Dubbed the Sunswift, the team enlisted professional drivers Garth Walden and CAMS’ own Karl Reindler in driving through the record attempt.
“I think it’s such a cool car, and something special to be a part of. To be here today, and see all the hard work the guys and girls have put into the car is a full credit to them.” Said Walden, who is also a regular in the NSW SuperSports State Championships competing in an electric Radical.
“It’s not every day you come out to a track and get to break a world record, so it’s definitely exciting.”
As motor sport races toward renewable energy technologies, electric power poses some fundamental differences in driving styles and sensations when compared to conventional fossil fuelled engines.

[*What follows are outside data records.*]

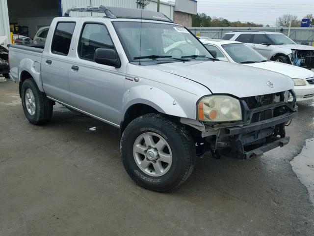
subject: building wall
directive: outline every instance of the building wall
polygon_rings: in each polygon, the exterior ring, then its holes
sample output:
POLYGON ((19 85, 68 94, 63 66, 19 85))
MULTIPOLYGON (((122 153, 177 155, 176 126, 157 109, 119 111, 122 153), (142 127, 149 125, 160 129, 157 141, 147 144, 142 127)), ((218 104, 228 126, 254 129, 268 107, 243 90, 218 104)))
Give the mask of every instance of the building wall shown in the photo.
POLYGON ((191 27, 192 14, 181 11, 175 11, 174 21, 176 23, 185 27, 191 27))
POLYGON ((11 43, 10 24, 6 0, 0 0, 0 35, 6 36, 7 40, 4 42, 4 47, 11 43))
POLYGON ((196 0, 176 0, 175 11, 196 15, 197 1, 196 0))
MULTIPOLYGON (((72 6, 99 6, 104 5, 107 6, 126 7, 128 8, 139 8, 140 5, 136 0, 62 0, 62 14, 72 6)), ((146 10, 156 11, 157 10, 157 0, 151 0, 150 3, 145 6, 146 10)), ((172 3, 160 2, 160 11, 168 17, 173 20, 174 5, 172 3)), ((72 12, 70 13, 72 16, 101 16, 104 13, 91 12, 72 12)))
MULTIPOLYGON (((55 16, 55 17, 57 17, 55 16)), ((18 18, 18 24, 28 27, 28 36, 33 38, 38 30, 44 26, 50 26, 54 16, 48 17, 33 17, 18 18)))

“The instant torque is one of the biggest things. Obviously how quiet it is, getting used to no engine noise and obviously no gear changes. Once you get used to all that, at the end of the day, it’s still a race car. It still has aero, it still has brakes, so you’ve got the drive it like a normal race car. But the acceleration rate of one of those cars is fantastic.” Said Walden
CAMS Driver Development Manager, and V8 Supercars endurance driver, Karl Reindler also spoke of the differences between conventional race cars and electric powered vehicles.
“It’s kind of nice to have that level of quiet. It’s so foreign for me, usually you’re trying to do everything you can to block noise out but in this thing you can hear every little vibration because there’s no engine noise, there’s no tyre noise even,” said Reindler
“You start your other senses working overtime. I smelt the front-right tyre when I went over a few bumps I copped a few whiffs off the tyre burning rubber. You become a lot more aware of other things because there is no noise. I think I’ve learnt a few things from it.”
Reindler also gave credit to the UNSW Sunswift team in achieving the record, and their work ethic involved.
“They’re a great bunch of guys and girls. They’re very enthusiastic, it’s a big team. They’ve got about 24 people here supporting the car, which is as big as any V8 Supercar team for an individual car
“They’ve obviously got a lot to learn, but I’ve been really impressed how they’ve taken onboard any advice I’ve given or feedback. They’ve made appropriate changes and the car’s run faultlessly all the way through.” Said Reindler.
The Sunswift team were jubilant when Garth Walden completed his second, and final stint to complete the 500km trek in just under five hours.
“As a racing driver you always want to be on the podium and it's not every day you get to break a world record. I really enjoyed hanging out with the team and being part of history.” Said Walden.
The Sunswift team is comprised of 60 undergraduate students across all engineering disciplines. A quarter of the team made the trek to witness the record attempt.
The team’s next challenge is to now prepare the Sunswift for road-legal use.
* The record attempt is subject to verification by the Fédération Internationale de l'Automobile (FIA).